The Hunter read: this isn’t a bubble in the classical sense — it’s a liquidity-driven melt-up wearing a bubble’s costume. The freaks haven’t taken over the casino; the casino has been quietly rewired so the slot machines pay out automatically every two weeks whether anyone’s playing or not. Burry is staring at the slot machines and yelling that the odds are terrible. He’s right. But the machines keep paying.
The trade isn’t “sell because Burry is right.” The trade is “stay long the flows, hedge the tail, and watch the four things that could break the plumbing.” When the 401(k) bid wobbles, that’s when you run.

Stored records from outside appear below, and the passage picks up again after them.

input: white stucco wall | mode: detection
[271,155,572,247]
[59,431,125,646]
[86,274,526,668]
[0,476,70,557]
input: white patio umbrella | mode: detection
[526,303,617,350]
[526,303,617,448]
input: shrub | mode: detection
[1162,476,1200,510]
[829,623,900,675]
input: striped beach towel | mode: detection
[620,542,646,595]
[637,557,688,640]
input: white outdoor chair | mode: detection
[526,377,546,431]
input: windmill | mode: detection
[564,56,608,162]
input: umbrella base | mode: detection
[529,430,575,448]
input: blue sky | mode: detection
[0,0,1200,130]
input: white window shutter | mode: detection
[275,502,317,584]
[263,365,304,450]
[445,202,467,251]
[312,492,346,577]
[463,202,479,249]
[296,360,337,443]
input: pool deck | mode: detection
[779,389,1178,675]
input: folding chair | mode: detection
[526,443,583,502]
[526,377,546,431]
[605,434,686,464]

And that’s what’s driving the market. Money managers like me are using these tools and seeing the benefits and so are the analysts and this is NOT like Dot-com, which CONNECTED 4Bn computers together – this is like computers – where connecting them was only ONE of the ways they improved our lives. This is like electricity, which kicked off the Industrial Revolution.
In the 1850s, human labor performed every task but then we had machines and mass production and suddenly we didn’t need all those humans to break their backs all day. Those humans did not become unemployed (as feared), they became accountants and lawyers and bookkeepers and, yes – ELECTRICIANS!
What we have now is a Thought Revolution – how much of your day do you currently spend thinking? Thinking takes up 20% of your body’s energy each day (more for knowledge workers) – even though the brain is only 2% of the body – it’s our own Data Center…
Those of us who think for a living know there’s a lot of tedious parts and it would be wonderful to have someone/something do the boring thinking (and reading and writing) for you – so your brain can concentrate on the more important parts. Isn’t that what the entire corporate structure is – a gigantic machine that does all the tedious work for the CEO – so he can make the big decisions?
AI will let us all make the big decisions and it WILL be a revolution – but blood will also be spilled between here and there. Viva la Revolution!